First we prove that $\mathbb{Q}(\sqrt{p_1},...,\sqrt{p_{n}})$ is a degree $2^n$ extension of $\mathbb{Q}$, and $\mathbb{Q}(\sqrt{p_1},...,\sqrt{p_{n}})$ is the splitting field for $\{x^2-p_1,...,x^2-p_{n}\}$
Proof:
Choose $p_1,p_2$ primes. Notice that if deg$(\sqrt{p_1},\mathbb{Q})=2$ for $x^2-p_1$ is irreducible by Eisenstein's Criterion, similarly deg$(\sqrt{p_2},\mathbb{Q})=2$. If $\sqrt{p_2}=q_0+q_1\sqrt{p_1}$, then since $\sqrt{p_2}\not\in\mathbb{Q}$ we find $q_1\not=0$. We compute $$p_1=q_0^2+2q_0q_1\sqrt{p_1}-p_1^2,$$ since $p_2\not=-p_1%2$ we must have $q_0\not=0$. By field operations this contradicts $\sqrt{p_1}\not\in\mathbb{Q}$, therefore $\sqrt{p_2}\not\in\mathbb{Q}(\sqrt{p_1})$. It follows that $\mathbb{Q}(\sqrt{p_1},\sqrt{p_2})=2^2$. Moreover, it is a splitting field for the $\{x^2-p_1,x^2-p_2\}$.
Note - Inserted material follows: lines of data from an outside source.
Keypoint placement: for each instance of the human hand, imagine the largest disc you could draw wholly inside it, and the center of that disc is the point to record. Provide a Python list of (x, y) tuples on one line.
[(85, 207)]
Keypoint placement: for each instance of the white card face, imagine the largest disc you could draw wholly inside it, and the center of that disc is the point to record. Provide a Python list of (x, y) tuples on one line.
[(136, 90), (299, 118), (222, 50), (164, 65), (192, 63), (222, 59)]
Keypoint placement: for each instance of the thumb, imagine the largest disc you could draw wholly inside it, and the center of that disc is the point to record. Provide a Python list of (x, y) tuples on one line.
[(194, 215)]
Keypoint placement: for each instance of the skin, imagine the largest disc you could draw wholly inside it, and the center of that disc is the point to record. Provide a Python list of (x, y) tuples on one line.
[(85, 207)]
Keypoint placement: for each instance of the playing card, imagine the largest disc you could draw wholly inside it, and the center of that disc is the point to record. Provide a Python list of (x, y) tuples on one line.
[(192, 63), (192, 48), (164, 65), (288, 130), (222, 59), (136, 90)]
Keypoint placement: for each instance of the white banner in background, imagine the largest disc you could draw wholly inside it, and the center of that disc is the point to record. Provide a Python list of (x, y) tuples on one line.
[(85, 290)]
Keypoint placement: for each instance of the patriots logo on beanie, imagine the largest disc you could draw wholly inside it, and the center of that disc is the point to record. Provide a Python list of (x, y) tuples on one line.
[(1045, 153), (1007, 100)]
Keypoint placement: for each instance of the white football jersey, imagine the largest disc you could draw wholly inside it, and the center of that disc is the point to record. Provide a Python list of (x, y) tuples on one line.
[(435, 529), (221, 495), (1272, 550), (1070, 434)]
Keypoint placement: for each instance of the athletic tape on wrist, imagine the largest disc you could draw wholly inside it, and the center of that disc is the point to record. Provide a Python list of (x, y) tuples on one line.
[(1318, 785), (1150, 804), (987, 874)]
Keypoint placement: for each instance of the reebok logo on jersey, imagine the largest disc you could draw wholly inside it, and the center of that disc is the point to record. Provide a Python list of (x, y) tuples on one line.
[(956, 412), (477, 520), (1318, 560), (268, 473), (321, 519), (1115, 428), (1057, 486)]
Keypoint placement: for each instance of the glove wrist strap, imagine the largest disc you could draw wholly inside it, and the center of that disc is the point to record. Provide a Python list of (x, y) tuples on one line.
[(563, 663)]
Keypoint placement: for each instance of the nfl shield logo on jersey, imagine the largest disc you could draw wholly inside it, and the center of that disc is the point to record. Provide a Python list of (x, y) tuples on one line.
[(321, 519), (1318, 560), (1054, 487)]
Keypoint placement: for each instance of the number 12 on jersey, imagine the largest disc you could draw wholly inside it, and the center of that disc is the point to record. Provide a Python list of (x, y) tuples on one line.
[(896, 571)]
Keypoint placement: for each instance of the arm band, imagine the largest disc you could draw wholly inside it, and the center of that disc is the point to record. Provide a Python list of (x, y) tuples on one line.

Suppose that $n\geq 1$, and for all $1\leq i\leq n$ it follows that $\mathbb{Q}(\sqrt{p_1},...,\sqrt{p_i})=2^i$ for distinct primes $p_1,...,p_i$. Moreover, suppose $\mathbb{Q}(\sqrt{p_1},...,\sqrt{p_i})=2^i$ is the spliting field for $\{x^2-p_1,...,x^2-p_i\}$. Suppose $p_1,...,p_{n+1}$ are distinct primes. We wish to show that $\sqrt{p_{n+1}}\not\in\mathbb{Q}(\sqrt{p_1},...,\sqrt{p_n})$.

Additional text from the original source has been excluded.